By Andrew Osborn
LONDON (Reuters) -Armenia and Azerbaijan accused each other on Thursday of moving troops close to their joint border as tensions over the future of the Nagorno-Karabakh enclave rose even as the two countries said they remained committed to a peace process.
Nagorno-Karabakh, an ethnic Armenian enclave internationally recognised as part of Azerbaijan but run by ethnic Armenian authorities, is at the centre of a rancorous standoff, with Azerbaijan restricting movement along the only road to it from Armenia to thwart what it says is arms smuggling.
Armenian Prime Minister Nikol Pashinyan on Thursday accused Azerbaijan of conducting an “ongoing military build-up along the line of contact in Nagorno-Karabakh and the Armenia-Azerbaijan border”, according to Armenian state news agency Armenpress.
Armenia’s foreign ministry, which said Yerevan was not interested in military escalation and was ready to continue efforts to secure a peace deal, said the information had been confirmed by various sources.
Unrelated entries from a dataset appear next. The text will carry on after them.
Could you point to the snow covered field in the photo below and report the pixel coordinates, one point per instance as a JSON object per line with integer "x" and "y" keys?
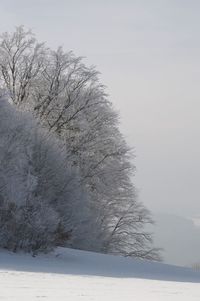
{"x": 76, "y": 275}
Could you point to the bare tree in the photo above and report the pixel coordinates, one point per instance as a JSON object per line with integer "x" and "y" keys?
{"x": 68, "y": 99}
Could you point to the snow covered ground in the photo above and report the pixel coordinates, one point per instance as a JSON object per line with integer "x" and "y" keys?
{"x": 76, "y": 275}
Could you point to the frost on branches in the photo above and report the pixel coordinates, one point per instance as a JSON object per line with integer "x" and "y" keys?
{"x": 82, "y": 173}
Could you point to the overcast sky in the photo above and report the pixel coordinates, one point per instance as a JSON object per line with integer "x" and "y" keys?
{"x": 148, "y": 53}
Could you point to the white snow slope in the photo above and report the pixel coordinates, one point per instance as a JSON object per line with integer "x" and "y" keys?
{"x": 73, "y": 275}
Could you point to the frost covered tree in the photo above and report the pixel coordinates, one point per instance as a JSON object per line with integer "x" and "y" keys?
{"x": 71, "y": 104}
{"x": 39, "y": 196}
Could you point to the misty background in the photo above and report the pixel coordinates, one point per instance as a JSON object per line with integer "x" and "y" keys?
{"x": 148, "y": 56}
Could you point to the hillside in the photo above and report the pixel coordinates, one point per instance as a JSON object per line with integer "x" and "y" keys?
{"x": 74, "y": 275}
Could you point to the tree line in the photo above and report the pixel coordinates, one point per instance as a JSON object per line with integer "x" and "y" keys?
{"x": 66, "y": 169}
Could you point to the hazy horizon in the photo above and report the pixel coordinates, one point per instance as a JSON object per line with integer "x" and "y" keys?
{"x": 147, "y": 53}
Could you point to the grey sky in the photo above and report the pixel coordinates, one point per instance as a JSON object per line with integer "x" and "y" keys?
{"x": 148, "y": 53}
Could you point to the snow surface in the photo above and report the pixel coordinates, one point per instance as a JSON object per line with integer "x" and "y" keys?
{"x": 75, "y": 275}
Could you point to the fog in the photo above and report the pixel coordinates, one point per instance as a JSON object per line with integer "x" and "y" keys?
{"x": 148, "y": 56}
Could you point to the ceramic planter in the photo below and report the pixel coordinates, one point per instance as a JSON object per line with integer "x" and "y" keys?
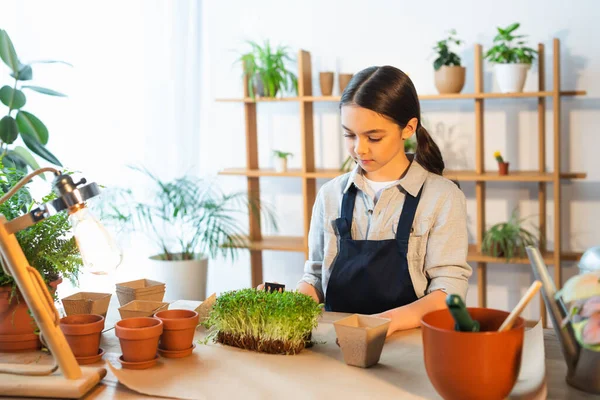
{"x": 179, "y": 327}
{"x": 326, "y": 83}
{"x": 281, "y": 164}
{"x": 450, "y": 79}
{"x": 141, "y": 289}
{"x": 139, "y": 340}
{"x": 184, "y": 279}
{"x": 476, "y": 365}
{"x": 343, "y": 80}
{"x": 142, "y": 308}
{"x": 503, "y": 168}
{"x": 83, "y": 332}
{"x": 87, "y": 303}
{"x": 17, "y": 327}
{"x": 361, "y": 338}
{"x": 511, "y": 77}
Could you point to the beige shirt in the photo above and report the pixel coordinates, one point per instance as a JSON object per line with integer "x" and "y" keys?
{"x": 438, "y": 244}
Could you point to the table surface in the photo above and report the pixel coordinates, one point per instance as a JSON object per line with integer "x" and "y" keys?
{"x": 110, "y": 388}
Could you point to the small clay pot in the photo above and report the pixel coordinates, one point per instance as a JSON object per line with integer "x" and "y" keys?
{"x": 179, "y": 328}
{"x": 344, "y": 79}
{"x": 326, "y": 83}
{"x": 83, "y": 332}
{"x": 139, "y": 338}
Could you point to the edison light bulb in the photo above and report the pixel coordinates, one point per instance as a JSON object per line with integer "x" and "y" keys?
{"x": 99, "y": 252}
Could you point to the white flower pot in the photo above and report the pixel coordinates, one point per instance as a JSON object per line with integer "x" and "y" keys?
{"x": 511, "y": 77}
{"x": 184, "y": 280}
{"x": 280, "y": 164}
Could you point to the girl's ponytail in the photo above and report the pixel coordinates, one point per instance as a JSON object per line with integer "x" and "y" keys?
{"x": 428, "y": 154}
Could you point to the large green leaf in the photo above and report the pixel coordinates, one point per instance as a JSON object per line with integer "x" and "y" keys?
{"x": 30, "y": 125}
{"x": 25, "y": 73}
{"x": 39, "y": 149}
{"x": 26, "y": 156}
{"x": 8, "y": 129}
{"x": 7, "y": 51}
{"x": 13, "y": 99}
{"x": 49, "y": 92}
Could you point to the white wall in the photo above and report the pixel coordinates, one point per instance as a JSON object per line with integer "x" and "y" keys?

Azerbaijan’s foreign ministry rejected the Armenian assertion in a statement which called on Yerevan to end what Baku called “military and political provocations.”
“These claims are…part of another fraudulent political manipulation,” the foreign ministry said.
Hikmet Hajiyev, foreign policy adviser to Azerbaijan’s President Ilham Aliyev, told Reuters that Azerbaijan’s armed forces were conducting pre-planned drills in preparation for the autumn and winter.
“It’s part of the regular planning process,” said Hajiyev, accusing Armenia in turn of concentrating troops on the border and of purchasing new weaponry systems.
He said ethnic Armenian forces inside Nagorno-Karabakh had also come out of their regular barracks and deployed to front line positions in what he said was a high level of alertness.
Armenia did not comment on its own troop movements.
“Our strategy is about deterrence and deterring any armed or illegal military actions or provocations against Azerbaijan,” said Hajiyev.
Russia, which has maintained peacekeepers in the region since a 2020 war in which Azerbaijan seized back significant amounts of territory it had lost to Armenian forces in the 1990s, said on Thursday it was continuing to fulfil its role as a security guarantor in the South Caucasus.
Kremlin spokesman Dmitry Peskov criticised Armenia’s decision to host a joint exercise involving 85 U.S. soldiers next week as unhelpful however.
“In this situation, holding such exercises does not contribute to stabilising the situation in any case and strengthening the atmosphere of mutual trust in the region,” Peskov said.
“But Russia continues to fulfil its functions as a guarantor of security, Russia continues scrupulous, consistent and constructive work with both Yerevan and Baku.”